With regard to recent virtualization techniques, performance of network I/O is critical.
Current network I/O virtualization (e.g. Para-virtualized I/O, VMDq) has a significant
performance gap with native network I/O. Pass-through network devices have near
native performance, however, they have thus far prevented live migration. No existing
methods solve the problem of live migration with pass-through devices perfectly.
There was an idea to solve the problem in website:
https://www.kernel.org/doc/ols/2008/ols2008v2-pages-261-267.pdf
Please refer to above document for detailed information.
So I think this problem maybe could be solved by using the combination of existing
technology. and the following steps are we considering to implement:
- before boot VM, we anticipate to specify two NICs for creating bonding device
(one plugged and one virtual NIC) in XML. here we can specify the NIC's mac
addresses
in XML, which could facilitate qemu-guest-agent to find the network interfaces in
guest.
- when qemu-guest-agent startup in guest it would send a notification to libvirt,
then libvirt will call the previous registered initialize callbacks. so through
the callback functions, we can create the bonding device according to the XML
configuration. and here we use netcf tool which can facilitate to create bonding
device
easily.
I'm not really clear on why libvirt/guest agent needs to be involved in this.

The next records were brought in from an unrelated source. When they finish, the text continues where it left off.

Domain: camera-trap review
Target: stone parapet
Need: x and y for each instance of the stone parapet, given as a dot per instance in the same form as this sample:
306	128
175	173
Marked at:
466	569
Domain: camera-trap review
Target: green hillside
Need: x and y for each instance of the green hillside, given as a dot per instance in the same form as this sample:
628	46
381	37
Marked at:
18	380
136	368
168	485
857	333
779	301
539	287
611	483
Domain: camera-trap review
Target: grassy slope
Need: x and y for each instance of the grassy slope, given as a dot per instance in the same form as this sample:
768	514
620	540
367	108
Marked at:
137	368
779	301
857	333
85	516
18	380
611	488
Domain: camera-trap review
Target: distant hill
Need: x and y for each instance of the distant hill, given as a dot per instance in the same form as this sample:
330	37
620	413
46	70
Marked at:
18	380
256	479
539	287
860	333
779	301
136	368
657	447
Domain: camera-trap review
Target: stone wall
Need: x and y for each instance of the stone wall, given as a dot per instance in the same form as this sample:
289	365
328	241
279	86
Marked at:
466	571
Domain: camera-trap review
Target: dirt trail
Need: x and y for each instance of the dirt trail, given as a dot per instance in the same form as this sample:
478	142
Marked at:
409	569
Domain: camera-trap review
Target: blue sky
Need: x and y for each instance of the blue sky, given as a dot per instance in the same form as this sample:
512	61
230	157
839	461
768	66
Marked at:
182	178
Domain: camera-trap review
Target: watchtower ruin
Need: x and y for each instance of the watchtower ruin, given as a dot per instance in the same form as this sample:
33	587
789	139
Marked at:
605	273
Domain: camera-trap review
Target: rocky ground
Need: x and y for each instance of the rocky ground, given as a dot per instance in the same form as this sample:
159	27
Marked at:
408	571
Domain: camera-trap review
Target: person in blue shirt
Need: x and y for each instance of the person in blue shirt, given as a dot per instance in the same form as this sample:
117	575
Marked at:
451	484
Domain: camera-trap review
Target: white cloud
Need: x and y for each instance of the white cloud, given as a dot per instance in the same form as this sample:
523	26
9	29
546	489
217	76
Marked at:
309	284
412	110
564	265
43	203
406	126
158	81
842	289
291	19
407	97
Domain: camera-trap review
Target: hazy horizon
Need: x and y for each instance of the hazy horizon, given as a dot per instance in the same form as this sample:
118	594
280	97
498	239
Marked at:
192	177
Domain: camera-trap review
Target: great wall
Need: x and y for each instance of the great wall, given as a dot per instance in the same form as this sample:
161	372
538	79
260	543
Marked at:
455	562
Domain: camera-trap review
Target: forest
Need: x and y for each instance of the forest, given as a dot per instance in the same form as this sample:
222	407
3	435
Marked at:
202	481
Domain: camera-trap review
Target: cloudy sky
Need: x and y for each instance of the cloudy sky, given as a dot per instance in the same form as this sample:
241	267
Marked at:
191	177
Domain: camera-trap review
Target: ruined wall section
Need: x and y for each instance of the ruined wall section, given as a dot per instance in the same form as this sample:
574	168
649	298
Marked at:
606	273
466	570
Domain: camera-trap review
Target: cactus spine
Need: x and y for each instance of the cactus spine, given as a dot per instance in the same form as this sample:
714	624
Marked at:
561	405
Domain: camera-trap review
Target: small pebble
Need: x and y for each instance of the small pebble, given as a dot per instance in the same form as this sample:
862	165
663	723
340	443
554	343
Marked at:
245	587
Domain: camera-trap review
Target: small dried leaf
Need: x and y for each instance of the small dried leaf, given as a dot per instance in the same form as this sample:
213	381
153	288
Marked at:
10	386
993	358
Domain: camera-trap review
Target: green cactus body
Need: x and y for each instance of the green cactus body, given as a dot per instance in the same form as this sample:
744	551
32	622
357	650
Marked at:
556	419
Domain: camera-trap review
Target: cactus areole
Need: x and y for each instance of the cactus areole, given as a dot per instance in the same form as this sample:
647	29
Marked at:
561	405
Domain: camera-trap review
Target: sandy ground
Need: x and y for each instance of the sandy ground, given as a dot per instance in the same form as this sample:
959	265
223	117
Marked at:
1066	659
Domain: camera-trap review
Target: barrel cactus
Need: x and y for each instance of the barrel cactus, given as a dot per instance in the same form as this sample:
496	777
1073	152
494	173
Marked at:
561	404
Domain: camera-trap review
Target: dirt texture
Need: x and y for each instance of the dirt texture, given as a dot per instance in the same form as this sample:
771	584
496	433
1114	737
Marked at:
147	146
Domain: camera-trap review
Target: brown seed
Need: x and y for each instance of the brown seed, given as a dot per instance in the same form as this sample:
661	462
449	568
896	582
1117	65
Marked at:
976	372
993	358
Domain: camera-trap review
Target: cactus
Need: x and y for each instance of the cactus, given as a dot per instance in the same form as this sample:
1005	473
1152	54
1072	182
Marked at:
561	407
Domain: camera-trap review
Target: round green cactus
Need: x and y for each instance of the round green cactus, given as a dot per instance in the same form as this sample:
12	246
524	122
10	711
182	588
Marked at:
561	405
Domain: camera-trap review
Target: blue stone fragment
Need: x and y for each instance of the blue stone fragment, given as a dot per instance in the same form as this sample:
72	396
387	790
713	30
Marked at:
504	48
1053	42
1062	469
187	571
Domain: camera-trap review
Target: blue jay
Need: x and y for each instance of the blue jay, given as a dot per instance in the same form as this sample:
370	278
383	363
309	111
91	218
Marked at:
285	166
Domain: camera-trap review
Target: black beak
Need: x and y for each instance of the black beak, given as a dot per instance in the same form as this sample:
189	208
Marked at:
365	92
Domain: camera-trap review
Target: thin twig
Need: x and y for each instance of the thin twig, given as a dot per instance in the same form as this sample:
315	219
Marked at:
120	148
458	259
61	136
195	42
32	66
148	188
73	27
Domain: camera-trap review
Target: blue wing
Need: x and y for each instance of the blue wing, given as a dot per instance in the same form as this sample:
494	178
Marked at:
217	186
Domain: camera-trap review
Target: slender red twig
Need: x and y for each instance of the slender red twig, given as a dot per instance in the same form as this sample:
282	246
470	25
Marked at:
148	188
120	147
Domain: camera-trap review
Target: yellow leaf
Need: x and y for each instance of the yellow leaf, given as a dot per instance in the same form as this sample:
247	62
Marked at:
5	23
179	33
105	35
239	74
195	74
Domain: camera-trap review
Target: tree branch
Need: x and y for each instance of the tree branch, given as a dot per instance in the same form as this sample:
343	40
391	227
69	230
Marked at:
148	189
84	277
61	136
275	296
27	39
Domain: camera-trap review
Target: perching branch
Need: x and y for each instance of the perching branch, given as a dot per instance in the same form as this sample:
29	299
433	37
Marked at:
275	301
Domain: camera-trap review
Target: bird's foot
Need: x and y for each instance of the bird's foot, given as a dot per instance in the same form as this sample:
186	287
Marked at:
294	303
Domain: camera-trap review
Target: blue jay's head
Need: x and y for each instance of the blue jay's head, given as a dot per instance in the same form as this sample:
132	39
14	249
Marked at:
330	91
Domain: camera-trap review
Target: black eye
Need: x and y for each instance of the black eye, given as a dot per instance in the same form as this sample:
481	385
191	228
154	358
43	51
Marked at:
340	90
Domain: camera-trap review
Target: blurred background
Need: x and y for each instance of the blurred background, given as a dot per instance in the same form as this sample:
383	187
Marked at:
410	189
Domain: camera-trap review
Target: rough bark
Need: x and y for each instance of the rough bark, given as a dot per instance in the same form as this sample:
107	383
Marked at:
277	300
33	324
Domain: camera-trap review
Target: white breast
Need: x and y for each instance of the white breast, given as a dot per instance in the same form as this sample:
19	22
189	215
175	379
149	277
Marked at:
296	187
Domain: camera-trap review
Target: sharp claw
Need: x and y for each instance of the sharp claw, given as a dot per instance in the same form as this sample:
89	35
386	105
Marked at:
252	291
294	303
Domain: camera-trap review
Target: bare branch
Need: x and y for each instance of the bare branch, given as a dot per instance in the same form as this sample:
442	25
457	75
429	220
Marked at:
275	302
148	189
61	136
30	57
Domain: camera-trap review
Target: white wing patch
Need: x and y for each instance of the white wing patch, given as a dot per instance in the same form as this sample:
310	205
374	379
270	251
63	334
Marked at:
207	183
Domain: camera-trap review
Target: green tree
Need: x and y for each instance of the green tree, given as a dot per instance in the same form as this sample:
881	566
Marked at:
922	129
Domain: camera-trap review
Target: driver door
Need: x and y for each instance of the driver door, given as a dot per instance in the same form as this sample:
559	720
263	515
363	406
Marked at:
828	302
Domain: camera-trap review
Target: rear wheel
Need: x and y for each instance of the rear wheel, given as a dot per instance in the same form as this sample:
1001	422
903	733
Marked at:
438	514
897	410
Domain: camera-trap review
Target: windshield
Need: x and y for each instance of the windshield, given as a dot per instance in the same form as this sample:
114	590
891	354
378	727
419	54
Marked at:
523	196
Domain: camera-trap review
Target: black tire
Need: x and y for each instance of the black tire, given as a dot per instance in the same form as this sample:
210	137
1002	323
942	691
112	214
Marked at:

I think configuration of networking is really something that must be left to
the guest OS admin to control. I don't think the guest agent should be trying
to reconfigure guest networking itself, as that is inevitably going to conflict
with configuration attempted by things in the guest like NetworkManager or
systemd-networkd.
IOW, if you want to do this setup where the guest is given multiple NICs connected
to the same host LAN, then I think we should just let the gues admin configure
bonding in whatever manner they decide is best for their OS install.
- during migration, unplug the passthroughed NIC. then do native
migration.
- on destination side, check whether need to hotplug new NIC according to specified
XML.
usually, we use migrate "--xml" command option to specify the destination
host NIC mac
address to hotplug a new NIC, because source side passthrough NIC mac address is
different,
then hotplug the deivce according to the destination XML configuration.